Barcelona, 12 April 2022 - After two and a half years of research, the PIXIL project (Pyrenees Imaging eXperience: an InternationaL network) has come to an end, becoming the first cross-border network (Spain-Andorra-France) for subsoil characterisation using geophysical imaging in the field of geothermal energy. Coordinated by the Barcelona Supercomputing Center, PIXIL had five other Spanish and French partners that supported the different research areas of the project: Universitat de Barcelona, Basque Center for Applied Mathematics (BCAM), Pôle Avenia, INRIA and RealTimeSeismic.
"The PIXIL project succeeded in connecting the academic and industrial sectors involved in geothermal energy. During almost three years, we have improved technologies and carried out application demonstrations that would not otherwise have been possible. In addition, through working sessions open to the geothermal community, we have been able to get closer to the problems of this technology, which has a great future in our region. We hope that our work will help to make geothermal energy a complementary technology in the revolution towards clean energy from local sources", said Josep de la Puente, Geoscience Applications Group Manager at the Barcelona Supercomputing Center and coordinator of PIXIL.
Design of Imaging Algorithms for geothermal reservoir characterisation
The PIXIL research in the design of Imaging Algorithm’s area, a new high-order, parallel modeling tool was developed to simulate 3D magnetotelluric (MT) geophysical experiments.

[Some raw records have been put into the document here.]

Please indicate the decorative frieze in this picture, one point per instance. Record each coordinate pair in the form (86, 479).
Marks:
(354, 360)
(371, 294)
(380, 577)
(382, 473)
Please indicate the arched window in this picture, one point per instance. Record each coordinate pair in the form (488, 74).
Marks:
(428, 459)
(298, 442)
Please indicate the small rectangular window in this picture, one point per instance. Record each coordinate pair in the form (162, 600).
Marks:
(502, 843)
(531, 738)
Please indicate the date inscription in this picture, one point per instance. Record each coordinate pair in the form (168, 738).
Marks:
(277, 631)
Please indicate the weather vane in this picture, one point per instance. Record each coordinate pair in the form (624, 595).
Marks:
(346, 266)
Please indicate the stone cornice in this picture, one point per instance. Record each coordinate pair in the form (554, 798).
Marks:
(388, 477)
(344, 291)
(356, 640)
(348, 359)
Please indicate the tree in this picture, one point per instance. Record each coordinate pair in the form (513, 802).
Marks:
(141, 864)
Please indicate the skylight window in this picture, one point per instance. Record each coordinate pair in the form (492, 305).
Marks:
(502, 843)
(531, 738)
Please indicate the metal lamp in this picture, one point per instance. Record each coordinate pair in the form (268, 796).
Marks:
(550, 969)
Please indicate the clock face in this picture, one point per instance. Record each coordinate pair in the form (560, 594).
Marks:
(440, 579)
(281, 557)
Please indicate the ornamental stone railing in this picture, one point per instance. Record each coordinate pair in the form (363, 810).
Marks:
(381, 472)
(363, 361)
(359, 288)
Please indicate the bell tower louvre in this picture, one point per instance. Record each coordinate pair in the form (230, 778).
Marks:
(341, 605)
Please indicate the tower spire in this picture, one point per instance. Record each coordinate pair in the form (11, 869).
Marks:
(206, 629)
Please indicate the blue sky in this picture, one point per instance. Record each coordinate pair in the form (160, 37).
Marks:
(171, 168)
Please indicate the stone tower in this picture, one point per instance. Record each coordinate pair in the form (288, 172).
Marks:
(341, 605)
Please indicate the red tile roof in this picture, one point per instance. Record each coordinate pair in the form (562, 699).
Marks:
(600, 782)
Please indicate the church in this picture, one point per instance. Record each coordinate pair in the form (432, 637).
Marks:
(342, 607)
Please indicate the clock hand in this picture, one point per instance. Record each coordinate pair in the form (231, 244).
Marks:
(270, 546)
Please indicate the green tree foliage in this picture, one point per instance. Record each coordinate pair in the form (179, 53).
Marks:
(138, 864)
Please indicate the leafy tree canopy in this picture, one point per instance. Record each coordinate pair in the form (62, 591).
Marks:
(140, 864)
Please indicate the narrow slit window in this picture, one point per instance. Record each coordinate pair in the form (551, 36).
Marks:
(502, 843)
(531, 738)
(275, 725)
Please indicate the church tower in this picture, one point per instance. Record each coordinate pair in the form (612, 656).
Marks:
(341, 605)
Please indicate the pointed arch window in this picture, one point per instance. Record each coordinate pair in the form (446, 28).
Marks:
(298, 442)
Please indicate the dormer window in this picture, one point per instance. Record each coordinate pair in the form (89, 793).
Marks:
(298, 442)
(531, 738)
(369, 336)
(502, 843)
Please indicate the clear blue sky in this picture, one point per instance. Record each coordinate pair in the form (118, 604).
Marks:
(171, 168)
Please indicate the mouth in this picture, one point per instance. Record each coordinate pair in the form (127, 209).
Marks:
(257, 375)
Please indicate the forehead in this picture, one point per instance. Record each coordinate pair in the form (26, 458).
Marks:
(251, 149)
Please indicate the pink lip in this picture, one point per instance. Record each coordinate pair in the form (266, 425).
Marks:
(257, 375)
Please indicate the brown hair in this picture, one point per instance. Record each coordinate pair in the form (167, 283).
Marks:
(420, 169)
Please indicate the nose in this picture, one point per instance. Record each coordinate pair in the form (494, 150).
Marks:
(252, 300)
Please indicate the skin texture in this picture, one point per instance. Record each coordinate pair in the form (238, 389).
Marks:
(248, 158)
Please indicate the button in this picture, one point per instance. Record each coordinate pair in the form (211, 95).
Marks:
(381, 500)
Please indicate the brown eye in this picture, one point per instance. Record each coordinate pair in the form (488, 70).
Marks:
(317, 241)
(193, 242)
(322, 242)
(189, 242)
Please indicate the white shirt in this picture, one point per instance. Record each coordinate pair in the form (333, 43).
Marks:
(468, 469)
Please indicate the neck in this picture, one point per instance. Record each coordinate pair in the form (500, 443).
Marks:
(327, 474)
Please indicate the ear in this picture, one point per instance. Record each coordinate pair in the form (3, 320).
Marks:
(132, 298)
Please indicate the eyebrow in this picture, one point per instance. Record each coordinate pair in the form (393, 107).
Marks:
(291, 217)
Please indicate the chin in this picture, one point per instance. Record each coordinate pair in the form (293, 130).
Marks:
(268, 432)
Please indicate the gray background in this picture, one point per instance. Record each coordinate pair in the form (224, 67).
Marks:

Simultaneously, researchers developed deep neural networks (DNNs) aimed at solving the so-called inverse problem, i.e. determining subsurface properties from recorded measurements. These DNNs were also applied to the design of better borehole logging instruments.
On the other hand, PIXIL conducted a collaborative research and development with the industrial partner of the project, RealTimeSeismic, in order to build a Full Waveform Inversion (FWI) tool suitable for surface waves and ultimately applying it onto real data acquired by RealTimeSeismic in a near-surface seismic exploration.
High Performance Computing (HPC) implementation for the geothermal sector
While designing innovative algorithms is fundamental to the effectiveness of imaging technologies, it is their implementation as software that makes the concept applicable. Thus, this area of the project has focused on implementing the methodological advances developed and transforming them into fast, accurate and reliable software.
The result of this effort is a new version of PETGEM, a parallel code that focuses on detecting and characterising geothermal reservoirs (and other valuable resources) based on electromagnetic methods and high-performance computing. Thanks to PIXIL's research, PETGEM proves to be a scalable, flexible, accurate and efficient software for solving realistic test cases in both marine and land contexts. In addition, PETGEM has been selected for the first pre-assessment study of the Lab-to-Market (L2M) program of the R+D+I Energy for Society Network (XRE4S), which evaluates the technology itself and the market opportunity.
HPC workflow within PETGEM: model definition, parallel simulations, and analysis of results
Technology applications in geothermal energy
An essential aspect of the PIXIL project has been to demonstrate the improvement of the technologies developed with real applications and experiments to quantify its results.
In the last research area of the project, researchers proved the capacity of the technologies to visualise reservoirs from geophysical data and modeling. Specifically, they investigated a reference model such as the geothermal anomaly of La Garriga, located in the Catalan region of Vallès Oriental, and they reinterpreted it to renew the existing conceptual model. Thus, the new conceptual model integrates geophysical results (obtained from electromagnetic, seismic, gravimetric and temperature data) with geochemical, geological and hydrogeological results. In this way, it has been possible to study in depth the mechanisms that control many of the geothermal systems present in the Pyrenees.
Preliminary conceptual model of the geothermal system of La Garriga - Samalús
This case study also inspired the modeling and testing of the new geophysical inversion tools generated in the framework of the PIXIL project. The researchers set up a collection of models of increasing complexity, inspired by a fault-controlled geothermal reservoir, to test some of the numerical tools developed by the project partners.